Questi benedetti campionati europei di calcio sembrano aver restituito in molti un tantinello di orgoglio. Certo che il calcio fa miracoli, ma questa non è certamente una grande scoperta. Molti italiani sono molto più attaccati alla maglia della nazionale che al luogo dove vivono: diciamo che detengono una cittadinanza di tipo "calcistico", ma non civica o territoriale. Diciamo che hanno le loro radici che affondano non tanto in un territorio quanto semmai sul pratino di un campo di calcio.
Cosa molto buffa se non avesse conseguenze disastrose sulla quotidianità e sulla gestione della cosa pubblica in questo jellatissimo Paese.
Ed è per questo che ora come tante altre volte simili a queste, viene rispolverato il tricolore: sui davanzali, nei gardini, sulle auto, nelle vetrine dei negozi, sui motorini. Ovunque. Anche qui da me (vivo in un piccolo paesello del centro-Italia) sono sbucate da ppertutto le bandiere e le bandierine.

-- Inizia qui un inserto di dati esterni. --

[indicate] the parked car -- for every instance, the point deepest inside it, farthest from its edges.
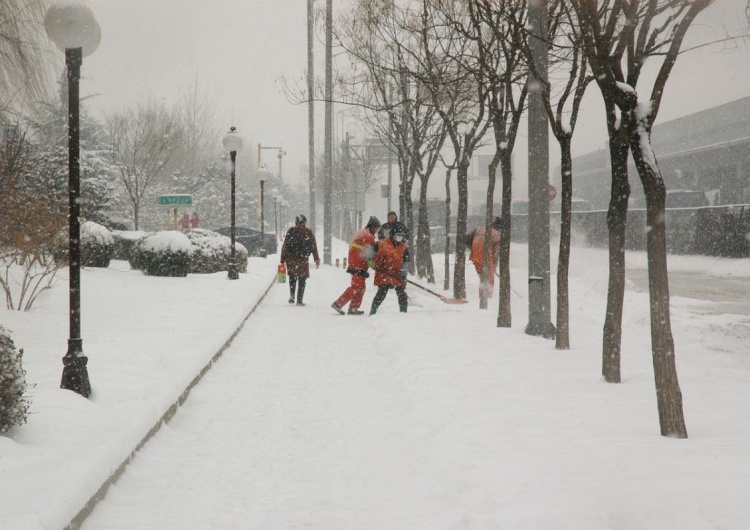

La cosa più intrigante di tutto questo è che i più fanatici "sventolatori di bandierine", almeno qui beninteso, sono coloro i quali hanno sempre dimostrato un livello stellare di menefreghismo per qualunque cosa non fosse gli arcinoti "cavoli propri", un disprezzo assoluto per l'interesse collettivo, un cinismo senza pari, una slealtà e mancanza di vergogna abissali. Ma ora tutti a gridare: Itaglia! Itaglia!
Insomma il patriottismo calcistico di questi giorni (torno a dire per quello che vedo qui) sembra inversamente proporzionale al minimo senso individuale di decenza e di rispetto della quotidianità ordinaria. Ma, sono certo, altrove non è così...
Ma che ci volete fare? Il calcio (come il circo dei tempi antichi) fa veramente miracoli. Ma appena i bollori calcistici si raffredderanno, allora di nuovo: tutti contro tutti. Echissenefrega!